É longeva a orientação da CGJSP no sentido de que o bloqueio de matrícula ocorre em decorrência de vício registrário extrínseco, i.e., do próprio registro, e não de vício intrínseco, decorrente de invalidade do título:
“Em outras palavras, ainda à luz do entendimento adotado por esta Corregedoria Geral da Justiça, somente é possível o bloqueio administrativo em situação de vício registrário extrínseco, ou seja, do próprio registro, e não de vício intrínseco, decorrente de invalidade do título apresentado ao Oficial Registrador (Processo CG n. 1032/20061). E assim é, pois ‘o bloqueio não se presta a acautelar, de modo eminente e principal, o direito dos particulares, e sim, antes e sobretudo, o interesse público na regularidade dos assentos. Por isso mesmo é que a providência se liga, primordialmente, a irregularidades encontradas diretamente nos atos de registro (as assim chamadas nulidades extrínsecas), e não a defeitos encontrados nos fatos jurídicos subjacentes (as denominadas nulidades intrínsecas), como sucede no caso em discussão, no qual a medida foi tomada por força de deficiências encontradas nos títulos (…)’ (cf. Parecer nº 379/2021-E, elaborado pelo MM. Juiz Assessor, Dr. Josué Modesto Passos, nos autos do Processo CG nº 2021/330202, aprovado pelo então Corregedor Geral da Justiça, Des. Ricardo Mair Anafe)3.
Tratando-se, portanto, de vício que inquina o título e não o registro, insuscetível autorizar-se o bloqueio administrativo pretendido, consoante decidido no processo supra referido.
Na verdade, o tema é pacífico na jurisprudência administrativa da Corregedoria Geral de Justiça de São Paulo, brevitatis causa:
Registro imobiliário – bloqueio administrativo da matrícula – medida excepcional que tem por escopo evitar que novos registros sejam feitos a partir de um registro maculado ou corrigir erros pretéritos – inexistência de nulidade de pleno direito – inteligência do artigo 214 da Lei de Registros Públicos – eventual nulidade do título com reflexo no registro que somente poderá ser dirimida nas vias ordinárias, inclusive porque a controvérsia já foi levada à esfera jurisdicional – parecer pelo não provimento do recurso.4
Recurso administrativo – Pedido de Providências – inexistência de nulidade de pleno direito – inteligência do art. 214 da Lei nº 6.015/73 – registro que goza de presunção de validade e legalidade – art. 252 da Lei de Registros Públicos – bloqueio da matrícula que não pode persistir na esfera administrativa e deverá ser perquirido na via jurisdicional adequada – parecer pelo não provimento do recurso.5
Cautelas registrais
Chamo de cautelas registrais todo tipo de diligência que o oficial pode proceder para tomar suas decisões com o maior grau de certeza e segurança – especialmente agora, que os oficiais têm acesso aos processos judiciais.

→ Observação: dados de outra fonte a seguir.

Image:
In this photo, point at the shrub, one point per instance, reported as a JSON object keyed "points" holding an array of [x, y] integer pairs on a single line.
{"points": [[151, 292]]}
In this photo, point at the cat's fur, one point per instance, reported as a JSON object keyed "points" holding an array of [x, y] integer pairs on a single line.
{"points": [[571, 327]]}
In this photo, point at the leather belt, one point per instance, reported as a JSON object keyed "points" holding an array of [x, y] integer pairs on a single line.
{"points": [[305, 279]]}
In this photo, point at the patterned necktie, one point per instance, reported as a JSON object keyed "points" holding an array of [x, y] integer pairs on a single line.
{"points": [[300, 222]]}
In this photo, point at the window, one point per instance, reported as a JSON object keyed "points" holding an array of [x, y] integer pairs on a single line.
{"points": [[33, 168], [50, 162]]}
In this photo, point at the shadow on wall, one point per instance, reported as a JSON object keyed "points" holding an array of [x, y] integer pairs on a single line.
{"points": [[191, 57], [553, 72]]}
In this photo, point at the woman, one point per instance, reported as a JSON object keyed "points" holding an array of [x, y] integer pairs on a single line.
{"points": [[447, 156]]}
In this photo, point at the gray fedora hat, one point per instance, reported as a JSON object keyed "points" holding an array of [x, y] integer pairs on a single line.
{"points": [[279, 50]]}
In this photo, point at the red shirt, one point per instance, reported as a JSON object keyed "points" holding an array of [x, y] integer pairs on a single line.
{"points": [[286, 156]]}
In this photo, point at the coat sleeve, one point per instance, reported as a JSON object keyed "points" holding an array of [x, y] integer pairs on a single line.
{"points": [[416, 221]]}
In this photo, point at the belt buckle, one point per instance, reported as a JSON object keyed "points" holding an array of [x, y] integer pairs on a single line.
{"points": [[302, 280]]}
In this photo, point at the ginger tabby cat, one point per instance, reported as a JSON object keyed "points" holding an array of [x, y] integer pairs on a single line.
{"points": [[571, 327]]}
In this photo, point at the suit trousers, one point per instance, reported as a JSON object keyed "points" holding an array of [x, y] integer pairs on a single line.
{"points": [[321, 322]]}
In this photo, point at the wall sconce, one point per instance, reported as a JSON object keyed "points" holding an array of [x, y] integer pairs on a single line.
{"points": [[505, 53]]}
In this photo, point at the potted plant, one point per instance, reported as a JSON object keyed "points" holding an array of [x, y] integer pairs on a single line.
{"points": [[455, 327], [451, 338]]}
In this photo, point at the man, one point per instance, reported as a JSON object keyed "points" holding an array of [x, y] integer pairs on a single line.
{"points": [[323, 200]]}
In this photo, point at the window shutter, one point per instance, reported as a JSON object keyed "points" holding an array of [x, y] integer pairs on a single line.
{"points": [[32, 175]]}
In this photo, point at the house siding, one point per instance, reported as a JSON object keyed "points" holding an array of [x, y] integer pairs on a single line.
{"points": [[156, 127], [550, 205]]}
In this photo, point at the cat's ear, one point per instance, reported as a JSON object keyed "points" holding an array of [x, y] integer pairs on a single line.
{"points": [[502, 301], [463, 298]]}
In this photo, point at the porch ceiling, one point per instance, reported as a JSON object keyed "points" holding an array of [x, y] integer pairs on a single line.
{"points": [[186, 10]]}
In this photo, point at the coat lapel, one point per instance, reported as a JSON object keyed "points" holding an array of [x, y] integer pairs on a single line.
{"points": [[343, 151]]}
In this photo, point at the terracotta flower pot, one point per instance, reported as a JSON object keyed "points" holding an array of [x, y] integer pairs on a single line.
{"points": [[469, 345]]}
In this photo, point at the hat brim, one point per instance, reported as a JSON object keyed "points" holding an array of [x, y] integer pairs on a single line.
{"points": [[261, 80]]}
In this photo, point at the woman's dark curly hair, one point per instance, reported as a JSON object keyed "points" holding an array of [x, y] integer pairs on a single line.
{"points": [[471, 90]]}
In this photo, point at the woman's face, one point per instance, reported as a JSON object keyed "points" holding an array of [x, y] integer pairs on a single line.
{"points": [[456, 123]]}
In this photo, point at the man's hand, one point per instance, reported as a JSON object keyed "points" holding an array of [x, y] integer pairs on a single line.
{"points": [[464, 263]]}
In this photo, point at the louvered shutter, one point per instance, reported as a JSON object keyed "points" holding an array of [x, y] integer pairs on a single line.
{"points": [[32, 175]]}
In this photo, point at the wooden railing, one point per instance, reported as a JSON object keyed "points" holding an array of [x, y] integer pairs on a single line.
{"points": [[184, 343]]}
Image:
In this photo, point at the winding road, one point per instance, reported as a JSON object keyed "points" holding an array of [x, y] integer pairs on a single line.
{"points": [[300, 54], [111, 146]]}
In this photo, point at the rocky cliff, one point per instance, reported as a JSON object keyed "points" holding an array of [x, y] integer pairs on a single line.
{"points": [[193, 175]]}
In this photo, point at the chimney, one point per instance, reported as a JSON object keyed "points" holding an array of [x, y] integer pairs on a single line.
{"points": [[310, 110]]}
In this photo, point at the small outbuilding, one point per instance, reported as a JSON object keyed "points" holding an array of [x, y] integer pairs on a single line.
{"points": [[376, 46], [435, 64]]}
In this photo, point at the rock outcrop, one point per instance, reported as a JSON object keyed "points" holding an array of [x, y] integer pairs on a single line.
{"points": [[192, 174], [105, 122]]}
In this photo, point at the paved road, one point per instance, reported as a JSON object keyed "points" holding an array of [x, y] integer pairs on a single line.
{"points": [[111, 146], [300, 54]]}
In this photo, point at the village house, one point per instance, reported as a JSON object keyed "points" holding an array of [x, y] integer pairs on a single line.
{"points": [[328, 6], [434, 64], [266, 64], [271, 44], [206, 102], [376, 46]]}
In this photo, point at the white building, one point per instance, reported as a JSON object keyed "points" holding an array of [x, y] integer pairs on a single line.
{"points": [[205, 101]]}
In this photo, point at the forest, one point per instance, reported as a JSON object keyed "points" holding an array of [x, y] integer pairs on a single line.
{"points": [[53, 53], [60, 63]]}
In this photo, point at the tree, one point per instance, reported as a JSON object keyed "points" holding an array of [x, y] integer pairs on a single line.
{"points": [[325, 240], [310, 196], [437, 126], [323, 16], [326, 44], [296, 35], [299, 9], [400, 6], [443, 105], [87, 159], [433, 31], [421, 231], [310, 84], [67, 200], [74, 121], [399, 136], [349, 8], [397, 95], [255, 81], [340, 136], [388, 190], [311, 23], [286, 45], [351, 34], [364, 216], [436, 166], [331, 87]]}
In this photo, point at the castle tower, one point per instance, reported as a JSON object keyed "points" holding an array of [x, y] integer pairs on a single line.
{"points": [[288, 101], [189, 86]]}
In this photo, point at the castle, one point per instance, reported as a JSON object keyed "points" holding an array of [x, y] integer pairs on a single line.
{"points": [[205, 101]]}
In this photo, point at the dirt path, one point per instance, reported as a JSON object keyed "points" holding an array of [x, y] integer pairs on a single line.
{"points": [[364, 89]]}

Pesquisamos o andamento do processo que declarou a nulidade do título. O instrumento de distrato, datado de 26/3/2012, foi subscrito por RRS representante da DDL e por LAA. As firmas foram reconhecidas por tabelião (fls. 24/25). Para a prova de representação da sociedade, por ocasião da averbação, foram apresentados os seguintes documentos (arquivados no protocolo 256.536):
1) Ficha cadastral completa da DDL, emitida em 3/4/2012 pela JUCESP, tendo como último arquivamento o registro 474.585-11-6 de 29/11/2011, em que se verifica a retirada da sociedade de PD, ingressando RRS; e
2) Instrumento de alteração e consolidação contratual da sociedade empresária DDL datado de 31/10/2011, apresentado em cópia autenticada.

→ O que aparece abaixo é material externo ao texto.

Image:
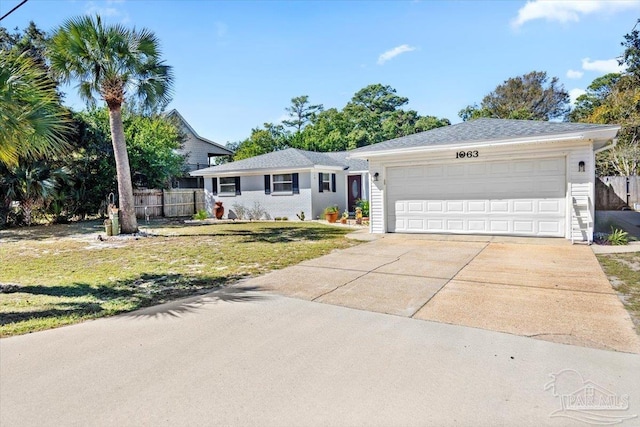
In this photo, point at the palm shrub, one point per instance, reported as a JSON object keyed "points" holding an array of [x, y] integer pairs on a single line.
{"points": [[112, 62], [34, 124]]}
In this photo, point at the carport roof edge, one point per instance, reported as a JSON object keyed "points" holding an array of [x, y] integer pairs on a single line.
{"points": [[487, 131]]}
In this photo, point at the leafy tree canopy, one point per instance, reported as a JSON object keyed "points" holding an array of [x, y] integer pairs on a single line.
{"points": [[373, 114], [532, 96]]}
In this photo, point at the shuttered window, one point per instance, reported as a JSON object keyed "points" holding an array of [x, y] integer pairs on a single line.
{"points": [[283, 183], [324, 181], [229, 186]]}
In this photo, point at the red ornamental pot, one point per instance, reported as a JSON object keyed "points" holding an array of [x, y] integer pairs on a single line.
{"points": [[218, 210]]}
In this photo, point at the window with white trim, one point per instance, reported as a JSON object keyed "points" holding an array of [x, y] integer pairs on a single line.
{"points": [[228, 185], [283, 183], [326, 182]]}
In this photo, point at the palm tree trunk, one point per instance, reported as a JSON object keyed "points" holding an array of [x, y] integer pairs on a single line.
{"points": [[128, 221]]}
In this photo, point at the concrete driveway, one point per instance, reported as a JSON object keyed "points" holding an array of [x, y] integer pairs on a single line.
{"points": [[540, 288], [236, 358]]}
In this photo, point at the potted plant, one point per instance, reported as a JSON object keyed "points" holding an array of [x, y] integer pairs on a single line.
{"points": [[345, 217], [331, 213], [364, 207]]}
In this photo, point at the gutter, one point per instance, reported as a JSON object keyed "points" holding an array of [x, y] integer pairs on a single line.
{"points": [[614, 142]]}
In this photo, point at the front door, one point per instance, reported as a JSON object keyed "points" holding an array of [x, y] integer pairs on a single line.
{"points": [[354, 191]]}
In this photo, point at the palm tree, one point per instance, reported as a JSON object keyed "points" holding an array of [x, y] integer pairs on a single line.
{"points": [[32, 122], [113, 62]]}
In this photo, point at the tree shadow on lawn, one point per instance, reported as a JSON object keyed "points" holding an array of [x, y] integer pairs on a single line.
{"points": [[130, 295], [44, 232], [275, 234]]}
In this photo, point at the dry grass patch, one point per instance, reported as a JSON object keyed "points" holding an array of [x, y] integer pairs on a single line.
{"points": [[63, 274], [623, 271]]}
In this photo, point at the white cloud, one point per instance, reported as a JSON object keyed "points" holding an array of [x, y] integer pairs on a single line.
{"points": [[602, 65], [569, 10], [392, 53], [574, 94], [573, 74]]}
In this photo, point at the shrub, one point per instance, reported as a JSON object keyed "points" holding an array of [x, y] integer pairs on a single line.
{"points": [[201, 214], [240, 211], [364, 205], [257, 212], [618, 237], [331, 210]]}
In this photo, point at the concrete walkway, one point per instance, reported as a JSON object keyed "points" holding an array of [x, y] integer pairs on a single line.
{"points": [[240, 358], [541, 288]]}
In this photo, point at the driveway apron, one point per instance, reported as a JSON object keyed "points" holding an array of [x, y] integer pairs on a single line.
{"points": [[540, 288]]}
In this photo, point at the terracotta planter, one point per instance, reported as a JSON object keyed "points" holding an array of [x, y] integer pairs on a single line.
{"points": [[218, 210], [331, 217]]}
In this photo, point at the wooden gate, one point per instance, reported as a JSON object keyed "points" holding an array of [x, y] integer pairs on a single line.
{"points": [[168, 203], [617, 192]]}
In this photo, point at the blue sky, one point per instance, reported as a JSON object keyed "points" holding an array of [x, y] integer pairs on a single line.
{"points": [[237, 64]]}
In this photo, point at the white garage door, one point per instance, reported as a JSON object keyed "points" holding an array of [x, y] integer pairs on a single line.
{"points": [[518, 197]]}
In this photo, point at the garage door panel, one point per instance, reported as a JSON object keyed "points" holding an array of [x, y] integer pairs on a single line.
{"points": [[523, 197]]}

A ficha cadastral completa (juntada nos autos – fls. 35/36), emitida em 14/11/2019 pela JUCESP, consta anotação datada de 1/7/2015 e outra anotação de n. 891.334/17-8, datada de 4/12/2017, em cumprimento a determinação da MM. Juíza da 13ª Vara da Fazenda Pública da Capital, processo n. 1018996-45.2015.8.26.0053, da existência da ação declaratória, bem como a concessão da tutela judicial de evidência para suspender os efeitos da alteração contratual. Portanto, anotações que foram feitas muito tempo depois da averbação feita na matrícula.
Consta outra anotação datada de 8/9/2020, conforme ficha cadastral emitida em 9/9/2020 pela JUCESP, da sentença que declarou a nulidade da alteração contratual (juntada às fls. 49/50).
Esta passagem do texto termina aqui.